Scannell, a TV industry veteran who once ran Nickelodeon and BBC Worldwide North America, joined Mitu in the fall of 2017. Acevedo has been a manager at the company since its inception in 2012. Both will remain affiliated with Mitu in advisory roles and Acevedo remains on Mitu’s board, according to a company rep. The changes at Mitu were previously reported by The Wrap.
Mitu has not named an interim CEO. For now, the company will be run a senior management operating committee led by CFO Ray Leon, according to a company rep.
While Scannell came on board with a vision of growing Mitu’s business into bigger-budget TV and movie projects and events, the company was simply been unable to raise the additional funds it needed to execute on a more aggressive growth strategy. When Scannell was hired, co-founder Roy Burstin — who had previously served as CEO — resigned.
“In some market conditions investors favor growth and are willing to fund continued investments,” Mark Suster, managing partner at Upfront Ventures — Mitu’s largest shareholder — wrote in an email to Variety. “That is no longer the case in digital media, where investors are pushing for profitability over growth.”
Suster denied a report by VideoInk that the company let go more than 50% of its staff, suggesting it was closer to a 30% reduction.
“We still have nearly 70 employees and tens of millions in revenue… We have a strong, functioning executive team with many members who have been with us nearly five years,” Suster wrote. Mitu recently said it had about 100 employees. The company is based in Santa Monica, Calif., with offices in New York, Chicago, and Bogotá, Colombia.

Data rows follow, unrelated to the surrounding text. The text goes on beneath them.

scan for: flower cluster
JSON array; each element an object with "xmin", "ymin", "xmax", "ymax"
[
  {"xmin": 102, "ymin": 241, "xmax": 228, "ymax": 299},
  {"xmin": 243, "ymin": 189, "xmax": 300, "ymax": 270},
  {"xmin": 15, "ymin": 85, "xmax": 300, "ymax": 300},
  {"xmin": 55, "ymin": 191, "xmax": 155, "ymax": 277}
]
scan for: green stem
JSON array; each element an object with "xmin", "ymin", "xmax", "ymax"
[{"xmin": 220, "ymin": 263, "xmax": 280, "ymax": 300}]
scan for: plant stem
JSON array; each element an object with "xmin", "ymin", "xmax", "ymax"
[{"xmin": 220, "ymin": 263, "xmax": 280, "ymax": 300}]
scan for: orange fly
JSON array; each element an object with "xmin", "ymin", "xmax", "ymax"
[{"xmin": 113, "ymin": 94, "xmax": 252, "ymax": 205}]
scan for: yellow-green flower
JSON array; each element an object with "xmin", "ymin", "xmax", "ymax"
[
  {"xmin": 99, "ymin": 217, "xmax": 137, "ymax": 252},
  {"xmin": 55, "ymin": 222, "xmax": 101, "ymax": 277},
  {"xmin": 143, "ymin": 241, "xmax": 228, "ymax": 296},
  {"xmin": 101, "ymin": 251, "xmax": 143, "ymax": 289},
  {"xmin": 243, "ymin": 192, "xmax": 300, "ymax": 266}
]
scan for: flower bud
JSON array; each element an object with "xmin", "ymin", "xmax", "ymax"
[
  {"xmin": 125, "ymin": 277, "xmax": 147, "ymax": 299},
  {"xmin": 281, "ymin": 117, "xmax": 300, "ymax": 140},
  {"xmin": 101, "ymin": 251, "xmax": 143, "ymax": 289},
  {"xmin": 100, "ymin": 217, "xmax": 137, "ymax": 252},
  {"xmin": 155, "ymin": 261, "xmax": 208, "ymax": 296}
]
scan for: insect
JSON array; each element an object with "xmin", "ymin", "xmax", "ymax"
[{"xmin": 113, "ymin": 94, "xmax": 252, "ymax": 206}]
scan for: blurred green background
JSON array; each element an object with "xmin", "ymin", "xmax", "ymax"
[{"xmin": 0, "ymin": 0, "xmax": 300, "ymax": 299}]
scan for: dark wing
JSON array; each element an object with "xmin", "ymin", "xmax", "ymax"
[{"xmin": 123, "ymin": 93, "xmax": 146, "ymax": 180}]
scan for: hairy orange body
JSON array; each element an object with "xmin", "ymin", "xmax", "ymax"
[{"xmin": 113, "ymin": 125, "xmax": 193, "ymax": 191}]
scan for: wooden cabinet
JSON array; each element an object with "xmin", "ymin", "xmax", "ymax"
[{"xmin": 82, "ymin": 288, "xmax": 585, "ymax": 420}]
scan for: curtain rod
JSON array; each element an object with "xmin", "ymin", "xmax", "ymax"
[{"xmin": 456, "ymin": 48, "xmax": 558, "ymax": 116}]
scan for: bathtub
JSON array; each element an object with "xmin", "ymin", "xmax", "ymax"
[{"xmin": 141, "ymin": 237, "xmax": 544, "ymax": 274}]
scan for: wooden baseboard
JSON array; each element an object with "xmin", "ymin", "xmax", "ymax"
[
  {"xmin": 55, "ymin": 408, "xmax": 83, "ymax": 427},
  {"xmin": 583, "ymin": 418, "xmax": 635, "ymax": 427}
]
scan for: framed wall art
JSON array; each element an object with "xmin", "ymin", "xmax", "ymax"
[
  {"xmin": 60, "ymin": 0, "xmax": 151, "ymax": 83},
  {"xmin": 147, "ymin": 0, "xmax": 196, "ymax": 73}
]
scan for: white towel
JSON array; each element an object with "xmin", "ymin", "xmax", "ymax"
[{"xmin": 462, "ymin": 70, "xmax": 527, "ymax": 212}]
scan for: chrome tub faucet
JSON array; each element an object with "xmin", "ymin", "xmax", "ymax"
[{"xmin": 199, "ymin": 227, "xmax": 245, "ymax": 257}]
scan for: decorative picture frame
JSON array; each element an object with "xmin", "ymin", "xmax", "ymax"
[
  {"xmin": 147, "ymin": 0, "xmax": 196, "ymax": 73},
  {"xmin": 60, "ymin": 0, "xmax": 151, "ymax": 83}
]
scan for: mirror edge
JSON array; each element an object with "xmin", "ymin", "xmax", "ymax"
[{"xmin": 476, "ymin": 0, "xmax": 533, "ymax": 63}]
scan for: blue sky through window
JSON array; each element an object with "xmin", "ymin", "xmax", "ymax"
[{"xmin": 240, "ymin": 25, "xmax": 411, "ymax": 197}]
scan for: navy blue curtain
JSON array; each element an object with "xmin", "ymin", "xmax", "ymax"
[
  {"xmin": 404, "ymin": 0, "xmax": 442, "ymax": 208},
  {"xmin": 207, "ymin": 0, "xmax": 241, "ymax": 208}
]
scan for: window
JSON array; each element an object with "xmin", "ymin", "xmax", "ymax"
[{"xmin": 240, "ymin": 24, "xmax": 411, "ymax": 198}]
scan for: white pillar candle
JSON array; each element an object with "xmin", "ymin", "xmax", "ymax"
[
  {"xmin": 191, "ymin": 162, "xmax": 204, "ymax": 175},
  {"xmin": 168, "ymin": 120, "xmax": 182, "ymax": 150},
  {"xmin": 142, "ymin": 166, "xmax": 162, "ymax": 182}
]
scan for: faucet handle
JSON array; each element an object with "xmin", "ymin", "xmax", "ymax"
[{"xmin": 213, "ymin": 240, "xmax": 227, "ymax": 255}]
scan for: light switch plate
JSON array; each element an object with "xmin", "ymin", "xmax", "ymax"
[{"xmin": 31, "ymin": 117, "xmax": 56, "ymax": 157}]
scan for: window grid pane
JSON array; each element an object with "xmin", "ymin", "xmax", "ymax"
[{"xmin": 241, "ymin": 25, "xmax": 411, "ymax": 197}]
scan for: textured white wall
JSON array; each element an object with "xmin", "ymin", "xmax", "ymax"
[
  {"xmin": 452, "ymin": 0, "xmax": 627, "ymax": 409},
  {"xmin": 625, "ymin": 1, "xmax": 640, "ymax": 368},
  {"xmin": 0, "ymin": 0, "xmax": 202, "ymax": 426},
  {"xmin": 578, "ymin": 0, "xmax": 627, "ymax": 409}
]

Suster added, “Any time you make cuts it’s painful. These are good people and we’re working hard to help [affected employees] find new and interesting jobs.”
The main focus of the job cuts of is to focus on the core businesses of digital media and e-commerce. “We are less focus on developing new long-form content,” which is where the majority of the layoffs occurred, Suster wrote.

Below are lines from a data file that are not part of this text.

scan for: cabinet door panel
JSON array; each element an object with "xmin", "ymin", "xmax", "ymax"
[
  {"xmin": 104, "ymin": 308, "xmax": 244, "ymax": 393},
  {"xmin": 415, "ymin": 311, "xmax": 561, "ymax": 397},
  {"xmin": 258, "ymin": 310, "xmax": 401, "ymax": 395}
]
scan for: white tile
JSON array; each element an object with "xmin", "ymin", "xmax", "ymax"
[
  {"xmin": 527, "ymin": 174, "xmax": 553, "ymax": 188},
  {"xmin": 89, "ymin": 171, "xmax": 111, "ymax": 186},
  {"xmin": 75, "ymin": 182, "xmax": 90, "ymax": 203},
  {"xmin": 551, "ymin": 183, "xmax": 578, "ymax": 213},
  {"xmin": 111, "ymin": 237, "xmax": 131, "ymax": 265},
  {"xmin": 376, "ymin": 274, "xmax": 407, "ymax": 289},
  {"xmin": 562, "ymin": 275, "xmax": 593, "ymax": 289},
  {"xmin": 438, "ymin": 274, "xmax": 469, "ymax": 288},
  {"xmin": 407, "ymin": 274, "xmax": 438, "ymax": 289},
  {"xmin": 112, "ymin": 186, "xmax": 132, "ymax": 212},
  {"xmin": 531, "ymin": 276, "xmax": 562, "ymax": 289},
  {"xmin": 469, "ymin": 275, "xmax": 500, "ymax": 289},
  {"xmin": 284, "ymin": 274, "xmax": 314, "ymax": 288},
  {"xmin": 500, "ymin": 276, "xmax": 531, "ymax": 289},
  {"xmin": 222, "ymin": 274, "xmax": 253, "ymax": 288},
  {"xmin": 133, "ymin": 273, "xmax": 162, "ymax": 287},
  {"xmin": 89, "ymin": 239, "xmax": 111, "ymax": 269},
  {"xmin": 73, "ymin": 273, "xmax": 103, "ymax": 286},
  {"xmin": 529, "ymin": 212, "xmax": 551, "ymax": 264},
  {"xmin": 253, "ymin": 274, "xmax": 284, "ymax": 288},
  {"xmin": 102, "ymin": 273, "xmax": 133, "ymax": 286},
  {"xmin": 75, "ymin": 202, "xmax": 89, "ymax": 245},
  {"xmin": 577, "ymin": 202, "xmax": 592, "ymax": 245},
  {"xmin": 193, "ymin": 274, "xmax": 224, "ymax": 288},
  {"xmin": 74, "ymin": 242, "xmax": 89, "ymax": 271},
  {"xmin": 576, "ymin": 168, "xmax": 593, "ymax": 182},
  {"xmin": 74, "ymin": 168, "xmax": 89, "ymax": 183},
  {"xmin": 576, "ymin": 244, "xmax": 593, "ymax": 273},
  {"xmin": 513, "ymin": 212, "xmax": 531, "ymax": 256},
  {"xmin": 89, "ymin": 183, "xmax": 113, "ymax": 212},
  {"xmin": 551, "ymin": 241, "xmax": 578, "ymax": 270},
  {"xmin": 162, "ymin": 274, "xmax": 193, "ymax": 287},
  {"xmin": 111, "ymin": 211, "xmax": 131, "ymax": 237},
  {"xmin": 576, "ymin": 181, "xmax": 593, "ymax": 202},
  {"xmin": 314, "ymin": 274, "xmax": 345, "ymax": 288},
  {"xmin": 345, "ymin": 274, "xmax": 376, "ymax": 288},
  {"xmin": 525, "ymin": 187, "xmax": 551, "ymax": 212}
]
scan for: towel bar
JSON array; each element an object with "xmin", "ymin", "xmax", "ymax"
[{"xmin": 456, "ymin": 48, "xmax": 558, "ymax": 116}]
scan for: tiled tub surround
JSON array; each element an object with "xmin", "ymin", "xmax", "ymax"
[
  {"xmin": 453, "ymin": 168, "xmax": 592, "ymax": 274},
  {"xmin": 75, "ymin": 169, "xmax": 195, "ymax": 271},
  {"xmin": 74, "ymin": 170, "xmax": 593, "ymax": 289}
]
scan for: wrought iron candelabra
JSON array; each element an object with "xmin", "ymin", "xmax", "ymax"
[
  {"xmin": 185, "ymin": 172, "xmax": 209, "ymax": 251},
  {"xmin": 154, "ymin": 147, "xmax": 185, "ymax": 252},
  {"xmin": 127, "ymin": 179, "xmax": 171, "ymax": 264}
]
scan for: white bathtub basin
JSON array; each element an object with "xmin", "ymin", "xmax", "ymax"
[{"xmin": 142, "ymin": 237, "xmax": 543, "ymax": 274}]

To date, Mitu has raised $42 million from investors including Upfront Ventures, Comcast, WPP, Verizon Ventures, AMC Networks, Chernin Group and AwesomenessTV.
Regarding Scannell’s resignation, Suster commented, “Herb came to Mitu to develop [intellectual property], and given we are less focused on that he decided he wanted to focus his efforts elsewhere.”

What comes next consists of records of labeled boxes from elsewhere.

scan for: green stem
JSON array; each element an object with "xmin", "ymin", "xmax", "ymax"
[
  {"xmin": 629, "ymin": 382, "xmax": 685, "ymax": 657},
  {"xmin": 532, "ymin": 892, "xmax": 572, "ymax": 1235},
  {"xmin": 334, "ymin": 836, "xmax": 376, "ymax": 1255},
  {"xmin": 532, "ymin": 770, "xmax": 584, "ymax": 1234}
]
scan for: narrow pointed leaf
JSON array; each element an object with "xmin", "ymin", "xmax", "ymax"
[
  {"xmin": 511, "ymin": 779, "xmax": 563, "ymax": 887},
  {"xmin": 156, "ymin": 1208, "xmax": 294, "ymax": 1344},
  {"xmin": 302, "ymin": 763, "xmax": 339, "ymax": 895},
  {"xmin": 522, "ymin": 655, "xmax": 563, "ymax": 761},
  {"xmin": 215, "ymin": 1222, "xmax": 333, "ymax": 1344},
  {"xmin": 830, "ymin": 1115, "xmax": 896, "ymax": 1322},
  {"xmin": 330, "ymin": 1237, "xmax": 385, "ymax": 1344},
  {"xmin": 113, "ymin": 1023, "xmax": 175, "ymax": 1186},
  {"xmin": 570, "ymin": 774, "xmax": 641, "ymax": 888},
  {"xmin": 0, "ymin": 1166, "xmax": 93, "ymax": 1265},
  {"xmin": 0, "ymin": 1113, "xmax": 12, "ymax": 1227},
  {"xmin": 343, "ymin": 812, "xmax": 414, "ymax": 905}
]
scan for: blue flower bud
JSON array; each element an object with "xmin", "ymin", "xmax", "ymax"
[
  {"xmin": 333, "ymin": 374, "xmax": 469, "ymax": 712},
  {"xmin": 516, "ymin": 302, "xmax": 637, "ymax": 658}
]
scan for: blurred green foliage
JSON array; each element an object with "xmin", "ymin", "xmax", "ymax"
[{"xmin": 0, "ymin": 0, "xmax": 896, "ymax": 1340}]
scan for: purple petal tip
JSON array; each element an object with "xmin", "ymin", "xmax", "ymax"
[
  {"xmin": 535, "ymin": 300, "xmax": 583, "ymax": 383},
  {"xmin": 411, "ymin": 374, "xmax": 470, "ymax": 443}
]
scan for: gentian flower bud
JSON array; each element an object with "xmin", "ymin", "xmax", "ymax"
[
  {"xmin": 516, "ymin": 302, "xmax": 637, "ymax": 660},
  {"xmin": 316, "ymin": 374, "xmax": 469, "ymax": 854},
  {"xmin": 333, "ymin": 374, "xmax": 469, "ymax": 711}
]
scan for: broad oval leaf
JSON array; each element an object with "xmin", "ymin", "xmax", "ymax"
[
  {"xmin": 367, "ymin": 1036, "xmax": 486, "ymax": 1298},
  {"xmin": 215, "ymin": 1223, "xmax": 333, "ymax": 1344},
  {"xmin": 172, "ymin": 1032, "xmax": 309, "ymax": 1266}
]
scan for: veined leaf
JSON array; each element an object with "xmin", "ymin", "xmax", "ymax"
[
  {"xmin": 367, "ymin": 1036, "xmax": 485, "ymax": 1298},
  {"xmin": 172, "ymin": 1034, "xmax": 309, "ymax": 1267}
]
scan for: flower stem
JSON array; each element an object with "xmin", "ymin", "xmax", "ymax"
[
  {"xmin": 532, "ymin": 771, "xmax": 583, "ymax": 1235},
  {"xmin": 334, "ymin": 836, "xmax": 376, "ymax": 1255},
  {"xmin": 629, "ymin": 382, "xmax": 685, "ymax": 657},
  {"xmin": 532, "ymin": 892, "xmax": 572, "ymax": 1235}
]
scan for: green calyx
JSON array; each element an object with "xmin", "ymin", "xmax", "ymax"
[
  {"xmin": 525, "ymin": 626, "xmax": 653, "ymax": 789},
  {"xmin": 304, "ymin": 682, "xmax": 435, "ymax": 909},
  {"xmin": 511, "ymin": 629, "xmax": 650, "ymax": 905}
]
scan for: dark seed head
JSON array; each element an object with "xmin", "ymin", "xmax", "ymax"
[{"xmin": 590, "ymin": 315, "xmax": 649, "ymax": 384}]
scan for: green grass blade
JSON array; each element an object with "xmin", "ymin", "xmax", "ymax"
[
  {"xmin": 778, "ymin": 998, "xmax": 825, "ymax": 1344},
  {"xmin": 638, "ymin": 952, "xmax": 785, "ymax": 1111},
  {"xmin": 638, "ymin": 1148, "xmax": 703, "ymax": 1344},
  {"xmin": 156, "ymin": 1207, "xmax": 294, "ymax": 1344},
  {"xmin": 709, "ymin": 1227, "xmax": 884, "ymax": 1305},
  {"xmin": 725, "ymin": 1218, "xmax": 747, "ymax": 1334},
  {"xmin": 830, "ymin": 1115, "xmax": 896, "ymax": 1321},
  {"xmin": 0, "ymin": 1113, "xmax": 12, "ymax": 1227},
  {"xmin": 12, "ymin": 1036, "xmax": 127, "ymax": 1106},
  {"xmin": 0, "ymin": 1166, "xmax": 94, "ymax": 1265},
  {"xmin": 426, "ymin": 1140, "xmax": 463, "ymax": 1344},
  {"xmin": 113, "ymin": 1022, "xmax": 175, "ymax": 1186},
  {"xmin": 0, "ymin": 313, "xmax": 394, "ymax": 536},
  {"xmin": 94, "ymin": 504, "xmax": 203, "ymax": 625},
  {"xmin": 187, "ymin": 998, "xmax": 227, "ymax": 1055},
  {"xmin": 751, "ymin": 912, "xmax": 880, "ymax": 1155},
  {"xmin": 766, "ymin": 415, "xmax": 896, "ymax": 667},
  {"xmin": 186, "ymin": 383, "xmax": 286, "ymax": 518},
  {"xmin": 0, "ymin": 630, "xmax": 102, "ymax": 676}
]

Acevedo “represents the heart and soul of the Mitu brand,” according to Suster. In her new role, Acevedo wants to free up her time to focus on mentoring women and, more broadly, “supporting Latinx social issues more broadly in these troubling times for immigrants.”
“Her cause is our cause, but she’s elected to have her full-time role be outside the company,” Suster wrote.
Mitu’s core business is focused on English-language original digital video for Latino viewers, distributed across YouTube and social networks. The company has pacts to distribute content on Snapchat Discover and Facebook’s Watch and also sold a comedy special to Netflix, “Chingo Bling: They Can’t Deport Us All.”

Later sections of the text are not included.